Ismail Latisi DPRD Samarinda Kritisi Kesejahteraan Guru Swasta, Ada yang Belum UM

Ismail Latisi, anggota Dewan Perwakilan Rakyat Daerah (DPRD) Samarinda.

Linikaltim.id. SAMARINDA. Anggota Komisi IV Dewan Perwakilan Rakyat Daerah (DPRD) Samarinda, Ismail Latisi, menegaskan pentingnya perhatian pemerintah terhadap kesejahteraan guru. Tak terkecuali guru sekolah swasta.

Ismail mengatakan, profesi guru merupakan pekerjaan dan pengabdian yang mendasar.

Bacaan Lainnya

Tanggapan Ismail ini menyusul kontroversi yang beredar atas pernyataan Menteri Keuangan Sri Mulyani yang menyebar. Yaitu soal guru dan dosen disebut sebagai beban negara.

Meski telah dikonfirmasi bahwa kabar pernyataan itu adalah hoax. Namun, masyarakat luas terlanjur menyerap informasi dan bertanya, apakah profesi guru adalah beban?

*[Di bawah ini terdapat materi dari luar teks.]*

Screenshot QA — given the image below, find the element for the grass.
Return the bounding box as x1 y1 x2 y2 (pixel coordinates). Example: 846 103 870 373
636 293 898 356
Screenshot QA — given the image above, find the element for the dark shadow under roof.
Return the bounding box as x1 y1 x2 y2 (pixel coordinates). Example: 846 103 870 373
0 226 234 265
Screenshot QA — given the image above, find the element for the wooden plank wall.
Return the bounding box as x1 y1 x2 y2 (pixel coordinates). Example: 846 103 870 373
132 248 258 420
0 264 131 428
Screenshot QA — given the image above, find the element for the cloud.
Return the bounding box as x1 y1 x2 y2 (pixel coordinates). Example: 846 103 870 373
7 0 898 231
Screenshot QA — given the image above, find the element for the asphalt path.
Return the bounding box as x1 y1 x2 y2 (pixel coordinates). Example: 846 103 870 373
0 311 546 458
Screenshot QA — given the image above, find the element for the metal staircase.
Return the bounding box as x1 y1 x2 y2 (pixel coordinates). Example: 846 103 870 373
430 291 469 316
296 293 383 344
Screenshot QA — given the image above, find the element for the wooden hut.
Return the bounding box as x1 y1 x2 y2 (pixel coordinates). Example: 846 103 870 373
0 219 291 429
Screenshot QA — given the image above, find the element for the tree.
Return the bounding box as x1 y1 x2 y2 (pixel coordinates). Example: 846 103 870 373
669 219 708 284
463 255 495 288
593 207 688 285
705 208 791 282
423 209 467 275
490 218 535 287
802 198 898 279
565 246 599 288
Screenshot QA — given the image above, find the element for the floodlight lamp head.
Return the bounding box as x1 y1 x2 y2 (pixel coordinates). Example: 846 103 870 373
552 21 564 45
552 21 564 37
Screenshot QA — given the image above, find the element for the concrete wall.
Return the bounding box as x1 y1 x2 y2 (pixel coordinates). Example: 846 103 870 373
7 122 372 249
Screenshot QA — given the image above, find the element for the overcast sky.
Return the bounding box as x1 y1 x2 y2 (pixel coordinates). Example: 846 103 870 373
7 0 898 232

“Kalau kita bicara guru dan dosen, mereka adalah pendidik bangsa. Presiden, menteri, anggota DPR, polisi, semuanya tidak bisa lepas dari sekolah. Maka kualitas pendidikan yang baik harus ditopang oleh pemerintah,” ujarnya, diwawancarai baru-baru ini.

Ismail tak hanya menyoroti kesejahteraan guru sekolah negeri, tapi juga kondisi guru swasta.

Politikus Partai Keadilan Sejahtera (PKS) ini menilai, tidak sedikit guru swasta yang masih menerima gaji hanya Rp500 ribu per bulan. Bahkan total pendapatannya di bawah Upah Minimum Kota (UMK) Samarinda.

“Ini yang perlu diangkat. Pemerintah perlu hadir, melalui insentif kesejahteraan mereka bisa meningkat,” tegasnya.

Ia mengapresiasi langkah Pemerintah Provinsi (Pemprov) Kalimantan Timur (Kaltim) yang beberapa waktu lalu menyalurkan tambahan insentif bagi guru swasta. Menurutnya, kebijakan tersebut bisa memberikan dampak positif karena kesejahteraan guru berbanding lurus dengan kualitas pengajaran.

“Ketika kesejahteraan guru terangkat, mereka mendidik lebih nyaman, lebih fokus, dan itu akan berdampak domino positif bagi peserta didik,” tambah Ismail.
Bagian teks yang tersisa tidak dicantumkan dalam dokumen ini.